Buru Energy boss Eric Streitberg on one of his exploration leases north-east of Broome. Picture: Flip Prior/The West Australian.

The State Government has agreed to allow Buru Energy and joint venture partner Mitsubishi to explore for gas and build a pipeline in the Canning Basin, which stretches between Port Hedland, Broome and the WA's eastern border.

WA Premier Colin Barnett said the government would legislate to develop a gas pipeline to the Pilbara and ensure WA consumers had first use of any gas discovered.

"This agreement will help secure WA's energy supplies for the future," Mr Barnett said.

"It ensures gas discoveries are rapidly brought into production, and that gas is delivered to the State's domestic gas network, before any is exported."

Mr Barnett said there was enormous potential for natural gas in the 530,000sqkm Canning Basin.

The 25-year agreement, which includes a possible extension for another 25 years, will provide additional security of tenure for 1.7 million hectares covered by five exploration permits held by the joint venture.

If commercially viable gas resources are discovered by mid-2016, oil and gas producer Buru and Mitsubishi will be required to submit a plan for construction of the domestic gas project, including a pipeline connecting to the existing State gas network in the Pilbara.

Unconventional gas extraction can be carried out by several drilling techniques including fracturing rock formations to liberate gas, also known as fracking.

The US Energy Information Administration has estimated the Canning Basin's unconventional gas resources at about 229 trillion cubic feet, or around one and a half times WA's currently identified offshore resources.

Natural gas provides about 50 per cent of the WA's electricity generation.

Buru Energy and Mitsubishi will also be required to obtain state and commonwealth environmental, safety, indigenous heritage and Native Title approvals for their exploration, development and infrastructure proposals.
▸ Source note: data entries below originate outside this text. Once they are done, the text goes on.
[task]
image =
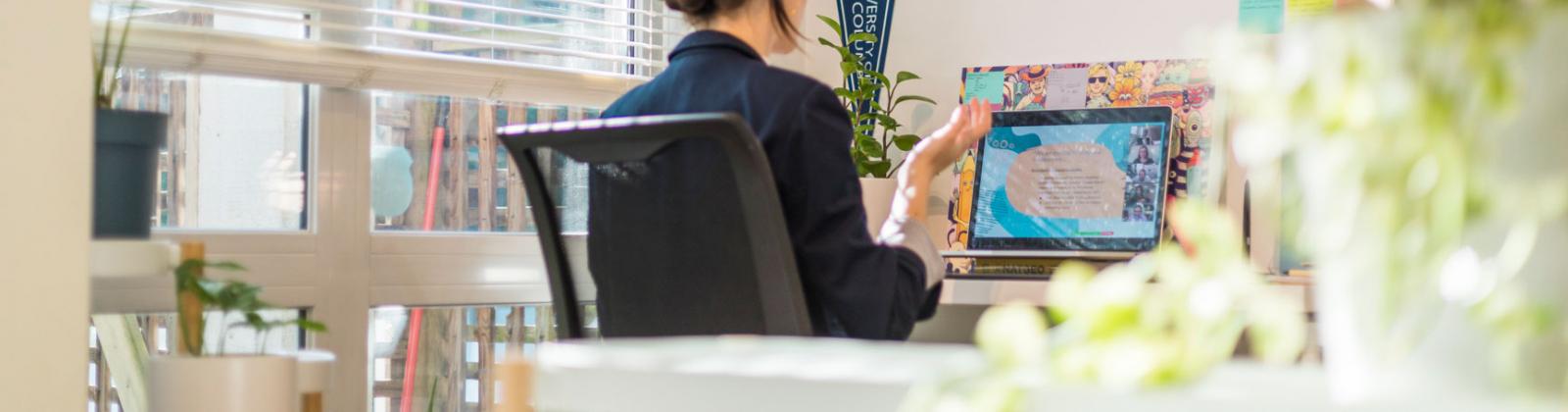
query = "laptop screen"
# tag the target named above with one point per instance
(1071, 180)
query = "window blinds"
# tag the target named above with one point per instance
(580, 52)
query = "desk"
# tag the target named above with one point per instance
(966, 297)
(765, 375)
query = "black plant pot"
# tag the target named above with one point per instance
(124, 172)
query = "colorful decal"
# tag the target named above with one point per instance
(1184, 85)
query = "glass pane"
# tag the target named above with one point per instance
(124, 341)
(474, 184)
(592, 35)
(235, 154)
(455, 348)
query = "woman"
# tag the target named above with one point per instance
(854, 284)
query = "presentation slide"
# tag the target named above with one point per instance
(1071, 181)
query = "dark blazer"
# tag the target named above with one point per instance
(854, 286)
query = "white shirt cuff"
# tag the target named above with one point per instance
(911, 234)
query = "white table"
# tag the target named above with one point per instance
(750, 373)
(960, 289)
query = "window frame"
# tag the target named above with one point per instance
(337, 266)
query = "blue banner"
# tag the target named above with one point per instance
(867, 16)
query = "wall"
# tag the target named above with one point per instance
(937, 38)
(46, 161)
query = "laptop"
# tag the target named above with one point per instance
(1082, 182)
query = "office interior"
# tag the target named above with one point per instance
(1352, 205)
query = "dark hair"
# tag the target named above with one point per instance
(702, 12)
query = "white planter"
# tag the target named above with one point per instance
(877, 195)
(223, 384)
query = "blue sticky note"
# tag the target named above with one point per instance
(984, 85)
(1262, 16)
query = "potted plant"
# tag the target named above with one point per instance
(875, 129)
(1424, 156)
(1162, 320)
(217, 381)
(125, 148)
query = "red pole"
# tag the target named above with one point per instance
(436, 150)
(417, 315)
(412, 360)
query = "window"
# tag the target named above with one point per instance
(235, 156)
(292, 119)
(438, 166)
(454, 351)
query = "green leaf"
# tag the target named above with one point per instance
(311, 326)
(914, 98)
(831, 23)
(878, 169)
(882, 78)
(844, 52)
(226, 266)
(844, 93)
(869, 146)
(849, 67)
(886, 122)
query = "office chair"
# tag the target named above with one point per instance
(686, 230)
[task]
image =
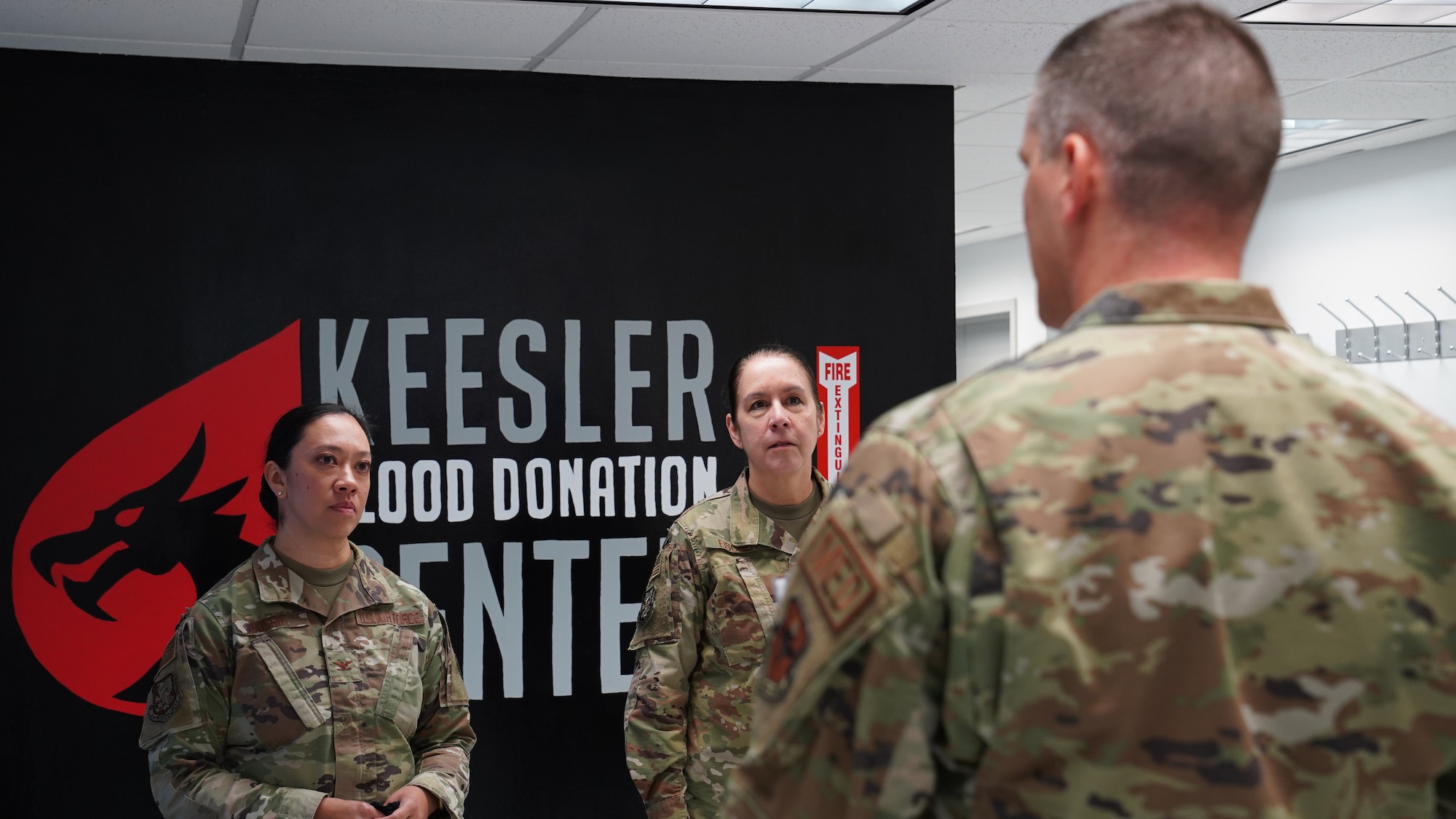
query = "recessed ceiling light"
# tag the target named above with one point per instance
(838, 7)
(1304, 135)
(1441, 14)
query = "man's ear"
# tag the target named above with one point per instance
(1084, 177)
(733, 430)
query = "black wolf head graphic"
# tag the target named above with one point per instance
(158, 531)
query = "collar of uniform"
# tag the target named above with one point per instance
(277, 583)
(1218, 301)
(748, 526)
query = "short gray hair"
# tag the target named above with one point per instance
(1179, 100)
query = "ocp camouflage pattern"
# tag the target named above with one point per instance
(267, 700)
(703, 630)
(1176, 563)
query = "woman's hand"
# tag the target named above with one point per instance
(414, 803)
(346, 809)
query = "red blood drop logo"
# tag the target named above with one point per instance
(106, 557)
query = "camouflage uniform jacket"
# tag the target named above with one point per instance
(1176, 563)
(266, 701)
(705, 617)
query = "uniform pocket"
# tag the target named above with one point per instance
(272, 704)
(401, 694)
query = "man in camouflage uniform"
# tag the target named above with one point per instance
(267, 700)
(701, 634)
(1176, 563)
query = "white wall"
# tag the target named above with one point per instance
(1350, 228)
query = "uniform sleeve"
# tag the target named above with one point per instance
(656, 723)
(443, 737)
(184, 733)
(860, 704)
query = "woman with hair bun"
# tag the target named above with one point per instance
(312, 682)
(710, 604)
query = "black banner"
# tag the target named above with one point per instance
(535, 286)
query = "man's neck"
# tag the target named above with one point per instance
(1132, 254)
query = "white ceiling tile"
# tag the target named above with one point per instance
(994, 129)
(312, 56)
(988, 159)
(984, 92)
(1072, 12)
(149, 21)
(452, 28)
(1359, 100)
(1000, 197)
(101, 46)
(1398, 15)
(885, 78)
(644, 34)
(1295, 87)
(1317, 12)
(666, 71)
(895, 7)
(973, 180)
(1334, 55)
(960, 49)
(1024, 11)
(989, 234)
(1439, 68)
(979, 219)
(1238, 8)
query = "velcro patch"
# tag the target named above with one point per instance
(838, 576)
(656, 620)
(388, 617)
(165, 700)
(790, 643)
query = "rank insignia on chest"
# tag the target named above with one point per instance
(838, 576)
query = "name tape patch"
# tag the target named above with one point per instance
(387, 617)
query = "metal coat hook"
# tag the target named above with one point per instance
(1342, 324)
(1433, 320)
(1377, 333)
(1406, 330)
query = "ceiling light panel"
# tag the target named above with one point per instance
(1436, 14)
(1304, 135)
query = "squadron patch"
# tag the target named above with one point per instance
(165, 700)
(649, 604)
(838, 576)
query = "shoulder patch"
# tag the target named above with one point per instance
(656, 621)
(165, 698)
(452, 685)
(838, 576)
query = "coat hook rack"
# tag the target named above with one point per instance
(1436, 324)
(1377, 344)
(1346, 337)
(1406, 336)
(1377, 347)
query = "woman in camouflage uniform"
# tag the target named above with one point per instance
(710, 606)
(312, 682)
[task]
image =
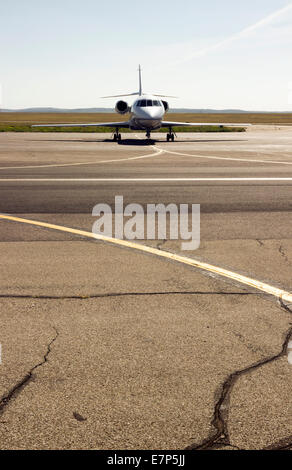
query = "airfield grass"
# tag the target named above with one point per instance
(21, 122)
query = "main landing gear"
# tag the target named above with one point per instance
(170, 136)
(117, 136)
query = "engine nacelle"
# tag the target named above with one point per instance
(122, 107)
(166, 105)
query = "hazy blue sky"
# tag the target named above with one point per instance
(68, 53)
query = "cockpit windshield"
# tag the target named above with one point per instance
(146, 103)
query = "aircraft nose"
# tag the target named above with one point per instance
(151, 113)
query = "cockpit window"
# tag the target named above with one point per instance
(146, 103)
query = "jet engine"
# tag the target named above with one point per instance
(122, 107)
(166, 105)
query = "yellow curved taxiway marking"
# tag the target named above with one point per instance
(261, 286)
(246, 160)
(54, 165)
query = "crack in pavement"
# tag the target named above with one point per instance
(120, 294)
(19, 386)
(220, 415)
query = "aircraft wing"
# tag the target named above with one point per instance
(124, 124)
(192, 124)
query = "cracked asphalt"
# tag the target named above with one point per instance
(108, 348)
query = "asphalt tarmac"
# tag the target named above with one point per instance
(107, 347)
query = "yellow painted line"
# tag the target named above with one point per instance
(55, 165)
(247, 281)
(273, 162)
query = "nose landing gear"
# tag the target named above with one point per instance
(117, 136)
(170, 135)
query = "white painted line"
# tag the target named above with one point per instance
(247, 281)
(273, 162)
(53, 165)
(142, 180)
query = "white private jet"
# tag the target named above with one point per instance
(146, 113)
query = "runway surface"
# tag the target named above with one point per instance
(106, 346)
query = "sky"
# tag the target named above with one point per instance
(219, 54)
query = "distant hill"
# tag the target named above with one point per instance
(111, 110)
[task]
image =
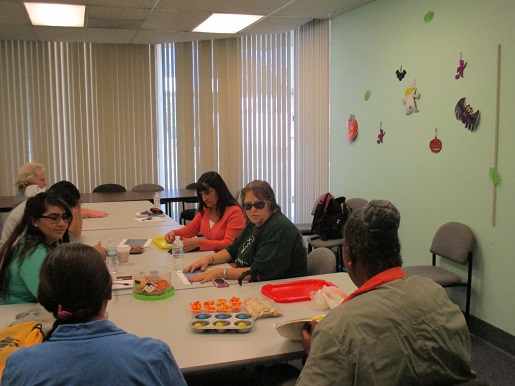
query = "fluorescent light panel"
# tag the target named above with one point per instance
(226, 23)
(56, 15)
Last month Buru Energy stopped work at its Ungani oil project in WA after traditional owners said it had destroyed a significant Aboriginal archaeological site.

Nyikina Mangala traditional owners had demanded the Perth-based company cease operations at the project, about 100km east of Broome, where extended production testing began in March.

Unconventional shale gas production has exploded in the United States in recent years.

At 12.05pm, Buru Energy shares were two cents higher at $2.71.